Dense breast tissue has been associated with up to a four times higher risk of breast cancer. However, a new study suggests few women view breast density as a significant risk factor.
The study, published in JAMA Network Open, surveyed 1,858 women ages 40 to 76 years from 2019 to 2020 who reported having recently undergone mammography, had no history of breast cancer and had heard of breast density.
Women were asked to compare the risk of breast density to five other breast cancer risk factors: having a first-degree relative with breast cancer, being overweight or obese, drinking more than one alcoholic beverage per day, never having children and having a prior breast biopsy.
“When compared to other known and perhaps more well-known breast cancer risks, women did not perceive breast density as significant of a risk,” said Laura Beidler, an author of the study and researcher at the Dartmouth Institute for Health Policy and Clinical Practice.

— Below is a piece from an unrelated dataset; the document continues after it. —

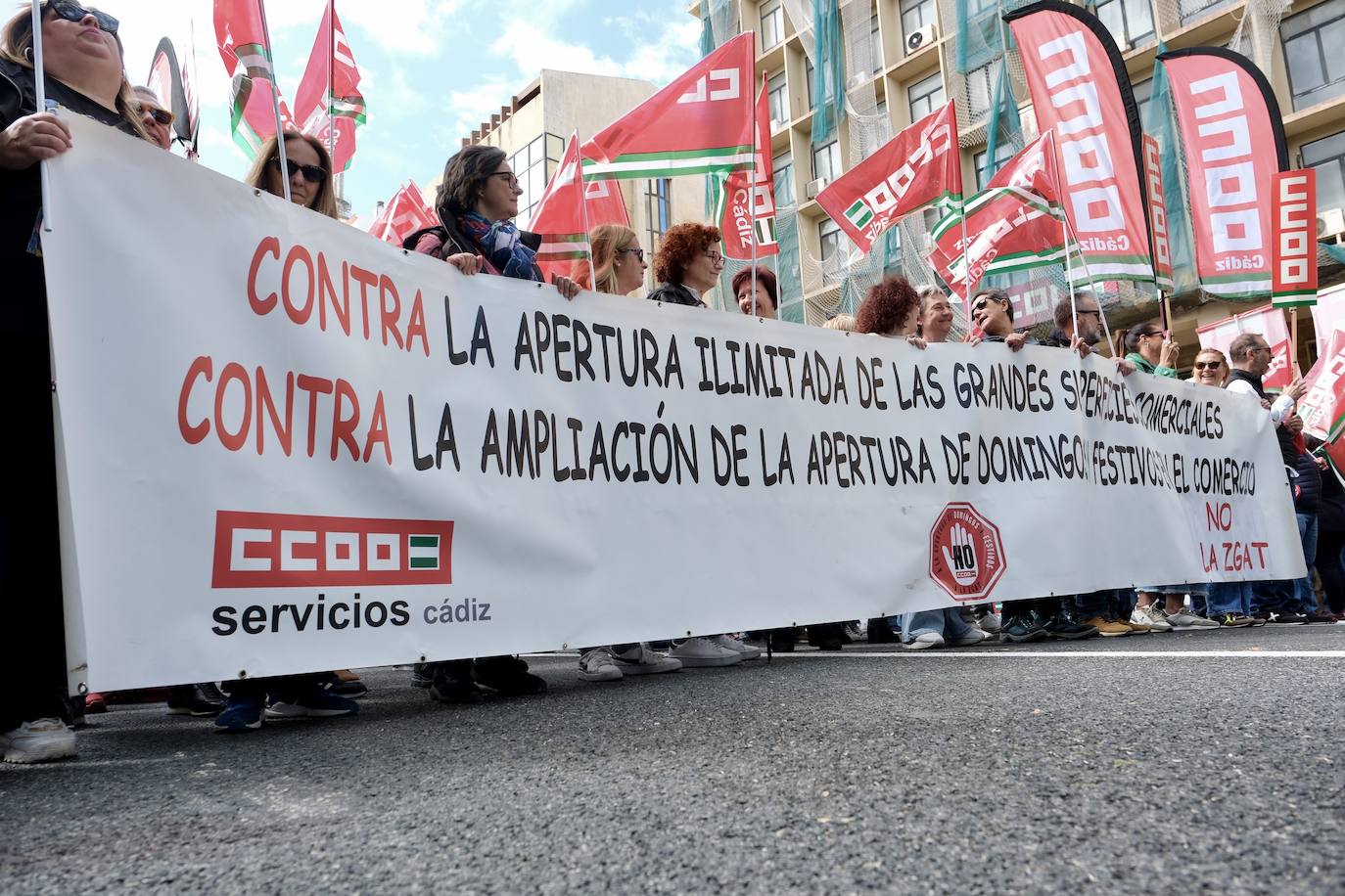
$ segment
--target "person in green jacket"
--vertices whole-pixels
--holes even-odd
[[[1167,339],[1158,324],[1141,324],[1126,333],[1126,360],[1145,373],[1177,379],[1177,352],[1181,345]]]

For example, the authors report that dense breast tissue is associated with a 1.2 to four times higher risk of breast cancer compared with a two times higher risk associated with having a first-degree relative with breast cancer – but 93% of women said breast density was a lesser risk.
Dense breasts tissue refers to breasts that are composed of more glandular and fibrous tissue than fatty tissue. It is a normal and common finding present in about half of women undergoing mammograms.

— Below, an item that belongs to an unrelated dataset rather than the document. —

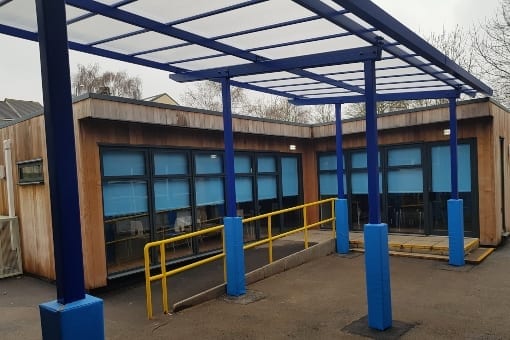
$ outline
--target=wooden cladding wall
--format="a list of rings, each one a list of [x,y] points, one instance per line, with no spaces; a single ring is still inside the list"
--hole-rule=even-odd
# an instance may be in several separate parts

The researchers also interviewed 61 participants who reported being notified of their breast density and asked what they thought contributes to breast cancer and how they could reduce their risk. While most women correctly noted that breast density could mask tumors on mammograms, few women felt that breast density could be a risk factor for breast cancer.
Roughly one-third of women thought there was nothing they could do to reduce their breast cancer risk, although there are several ways to reduce risk, including maintaining a healthy, active lifestyle and minimizing alcohol consumption.
Breast density changes over a woman’s lifetime, and is generally higher in women who are younger, have a lower body weight, are pregnant or breastfeeding, or are taking hormone replacement therapy.